Yılmaz et al. reported and compared the outcomes of cartilage tympanoplasty procedures in children and adult patients [16]. After the analysis of 136 cases, the authors concluded that the functional results of cartilage tympanoplasty were acceptable in both children and adult patients. They concluded that the cartilage graft can also be preferred in cases with a low risk of failure. Although our study does not include pediatric patients, literature evidence suggests that cartilage grafts can also be used in pediatric patients without the concern of hearing impairment.

The main limitation of our study is the retrospective design.
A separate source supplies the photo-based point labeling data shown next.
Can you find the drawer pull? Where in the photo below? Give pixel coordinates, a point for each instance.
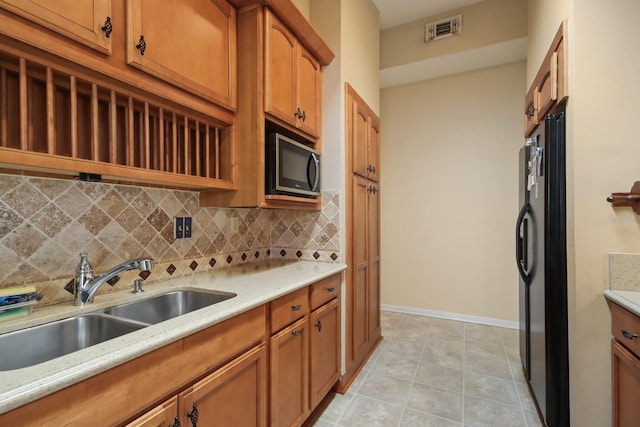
(193, 415)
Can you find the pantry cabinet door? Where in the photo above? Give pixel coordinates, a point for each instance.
(191, 44)
(79, 20)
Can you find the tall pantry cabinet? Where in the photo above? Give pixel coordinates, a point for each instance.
(363, 234)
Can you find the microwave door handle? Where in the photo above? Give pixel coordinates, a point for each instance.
(313, 160)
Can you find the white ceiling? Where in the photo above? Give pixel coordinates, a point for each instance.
(396, 12)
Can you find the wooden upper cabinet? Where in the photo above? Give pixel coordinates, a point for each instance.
(280, 69)
(79, 20)
(365, 128)
(309, 90)
(191, 44)
(550, 85)
(293, 78)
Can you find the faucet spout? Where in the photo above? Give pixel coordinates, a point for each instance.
(86, 284)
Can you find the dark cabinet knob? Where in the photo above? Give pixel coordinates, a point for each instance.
(142, 45)
(193, 415)
(107, 27)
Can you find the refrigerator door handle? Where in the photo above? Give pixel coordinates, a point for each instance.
(522, 244)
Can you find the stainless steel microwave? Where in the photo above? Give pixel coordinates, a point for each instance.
(291, 168)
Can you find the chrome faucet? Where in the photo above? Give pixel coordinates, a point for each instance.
(86, 284)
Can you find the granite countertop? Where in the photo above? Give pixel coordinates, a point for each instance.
(254, 284)
(626, 299)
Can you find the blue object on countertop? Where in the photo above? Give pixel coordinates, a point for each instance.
(15, 299)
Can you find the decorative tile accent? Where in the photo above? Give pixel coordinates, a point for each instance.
(45, 223)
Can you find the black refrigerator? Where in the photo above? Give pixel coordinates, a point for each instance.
(541, 258)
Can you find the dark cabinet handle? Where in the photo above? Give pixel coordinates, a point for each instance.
(193, 415)
(142, 45)
(107, 27)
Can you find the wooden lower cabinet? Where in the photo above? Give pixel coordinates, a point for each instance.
(625, 367)
(325, 350)
(234, 395)
(305, 352)
(625, 370)
(163, 415)
(289, 389)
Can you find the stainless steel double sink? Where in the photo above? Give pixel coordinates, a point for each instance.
(30, 346)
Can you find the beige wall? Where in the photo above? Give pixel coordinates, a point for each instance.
(485, 23)
(450, 194)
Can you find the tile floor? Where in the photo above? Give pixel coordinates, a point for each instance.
(432, 372)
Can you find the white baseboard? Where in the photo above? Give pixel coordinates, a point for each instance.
(452, 316)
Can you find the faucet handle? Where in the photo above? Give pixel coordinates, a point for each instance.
(137, 286)
(84, 267)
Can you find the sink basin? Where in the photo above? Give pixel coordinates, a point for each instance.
(38, 344)
(166, 306)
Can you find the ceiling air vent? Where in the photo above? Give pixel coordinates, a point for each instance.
(443, 28)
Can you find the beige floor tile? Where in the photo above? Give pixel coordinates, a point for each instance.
(412, 418)
(368, 412)
(435, 401)
(488, 413)
(439, 376)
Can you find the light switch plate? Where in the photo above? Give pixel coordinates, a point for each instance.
(187, 227)
(178, 227)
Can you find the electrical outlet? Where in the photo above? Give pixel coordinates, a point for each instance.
(178, 227)
(187, 227)
(235, 224)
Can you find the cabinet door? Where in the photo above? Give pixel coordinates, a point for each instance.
(324, 350)
(289, 389)
(164, 415)
(374, 149)
(373, 310)
(234, 395)
(309, 91)
(360, 264)
(80, 20)
(190, 44)
(360, 138)
(280, 62)
(625, 369)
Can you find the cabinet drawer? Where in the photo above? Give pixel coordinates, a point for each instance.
(324, 291)
(625, 327)
(289, 308)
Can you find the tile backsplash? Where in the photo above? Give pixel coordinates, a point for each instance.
(624, 272)
(45, 223)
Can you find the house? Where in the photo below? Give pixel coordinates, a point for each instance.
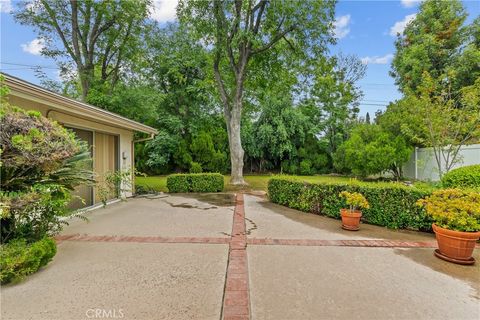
(110, 136)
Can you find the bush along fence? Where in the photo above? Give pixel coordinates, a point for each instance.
(464, 177)
(195, 182)
(392, 206)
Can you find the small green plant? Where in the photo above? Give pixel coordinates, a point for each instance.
(391, 205)
(195, 182)
(195, 167)
(464, 177)
(18, 259)
(355, 200)
(454, 209)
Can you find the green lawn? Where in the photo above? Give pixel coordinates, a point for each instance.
(256, 182)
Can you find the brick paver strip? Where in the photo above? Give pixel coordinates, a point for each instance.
(343, 243)
(239, 242)
(236, 299)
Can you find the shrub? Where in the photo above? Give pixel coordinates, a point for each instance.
(372, 150)
(19, 259)
(464, 177)
(178, 183)
(195, 182)
(355, 200)
(32, 214)
(305, 167)
(391, 205)
(41, 163)
(454, 209)
(195, 167)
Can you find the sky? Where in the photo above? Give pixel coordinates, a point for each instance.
(366, 29)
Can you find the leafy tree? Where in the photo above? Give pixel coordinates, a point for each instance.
(367, 118)
(98, 37)
(372, 150)
(433, 119)
(437, 42)
(241, 32)
(333, 97)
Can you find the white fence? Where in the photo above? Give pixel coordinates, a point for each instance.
(423, 166)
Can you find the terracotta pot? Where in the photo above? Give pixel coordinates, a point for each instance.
(350, 219)
(455, 246)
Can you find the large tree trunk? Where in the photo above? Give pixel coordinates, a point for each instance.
(233, 120)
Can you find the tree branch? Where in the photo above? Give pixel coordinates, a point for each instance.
(59, 31)
(275, 39)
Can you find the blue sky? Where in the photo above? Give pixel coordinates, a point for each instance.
(364, 28)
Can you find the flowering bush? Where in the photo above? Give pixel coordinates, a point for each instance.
(355, 200)
(41, 162)
(454, 209)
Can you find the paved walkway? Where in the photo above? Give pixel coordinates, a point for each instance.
(220, 256)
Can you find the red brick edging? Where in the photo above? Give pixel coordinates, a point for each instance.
(239, 240)
(344, 243)
(236, 299)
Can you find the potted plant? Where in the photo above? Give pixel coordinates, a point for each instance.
(456, 216)
(351, 217)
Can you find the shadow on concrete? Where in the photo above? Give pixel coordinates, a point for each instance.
(467, 274)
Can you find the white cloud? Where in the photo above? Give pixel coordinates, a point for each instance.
(5, 6)
(34, 47)
(399, 26)
(164, 10)
(341, 26)
(377, 60)
(409, 3)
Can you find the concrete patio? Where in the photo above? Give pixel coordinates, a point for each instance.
(181, 257)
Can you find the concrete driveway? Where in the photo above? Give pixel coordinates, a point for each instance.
(225, 257)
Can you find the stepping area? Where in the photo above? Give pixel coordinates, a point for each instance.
(236, 256)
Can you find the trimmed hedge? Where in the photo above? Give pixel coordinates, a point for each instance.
(391, 205)
(463, 177)
(19, 259)
(195, 182)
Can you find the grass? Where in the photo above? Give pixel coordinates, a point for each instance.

However, to our knowledge, the current study is the only report which evaluates the outcomes of different types of cartilage grafts in chronic otitis media cases with normal preoperative hearing. We also compared the outcomes with TF to favor a graft type in these cases. We observed that both types of graft materials lead to superb functional and anatomical outcomes, but the graft success rate of cartilage ended up to be superior.

Conclusion

In COM cases with normal preoperative hearing, both TF and cartilage lead to superb functional and anatomical outcomes. The graft success rate of cartilage was found to be superior to TF, but there was not a statistically significant difference. Functional outcomes of four different types of cartilage grafts (WsCCG, MCG, PCG, and CPIG) were also compared and there was not a significant difference among these different types of grafts. We came to the conclusion that all the types of cartilage grafts evaluated in our study can be used in cases normal preoperative hearing functions without the concern of hearing impairment.

This article does not contain any studies with human participants or animals performed by any of the authors.